As shown in 520, the TF-IDF mark of each sentence is obtained by described above or similar methods in the sentence set.Sentence with the TF-IDF mark that surpasses thresholding δ is chosen as candidate's example sentence as refinement or modification input query sentence Q, or handles as machine aided translation.This shows at square frame 525 places.Then, selected candidate's example sentence is rearranged as discussed earlier.In Fig. 5, at 530 places the editing distance " ED " that calculates between each selected sentence and the input sentence is described, and at 535 places explanation basis " ED " mark arrangement candidate sentence.
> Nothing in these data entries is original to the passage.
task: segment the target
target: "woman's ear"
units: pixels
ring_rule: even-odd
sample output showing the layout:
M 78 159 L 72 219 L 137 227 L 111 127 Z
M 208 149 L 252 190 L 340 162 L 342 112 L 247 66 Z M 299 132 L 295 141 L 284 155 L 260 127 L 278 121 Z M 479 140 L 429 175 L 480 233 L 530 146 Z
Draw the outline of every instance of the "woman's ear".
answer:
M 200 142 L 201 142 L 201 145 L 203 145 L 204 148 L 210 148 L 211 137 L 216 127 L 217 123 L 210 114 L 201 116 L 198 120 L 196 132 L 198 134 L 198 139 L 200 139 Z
Although described the present invention about special embodiment, those of ordinary skill in the art will appreciate that not breaking away under the spirit and scope of the present invention and can make a change form and details.For example, should with in the special TF-IDF algorithm represented as an example can change with the algorithm that type be known in this area or replace.Equally, in the candidate's sentence that rearranges based on weighing edit distance, the algorithm outside the algorithm that provides as an example can be used.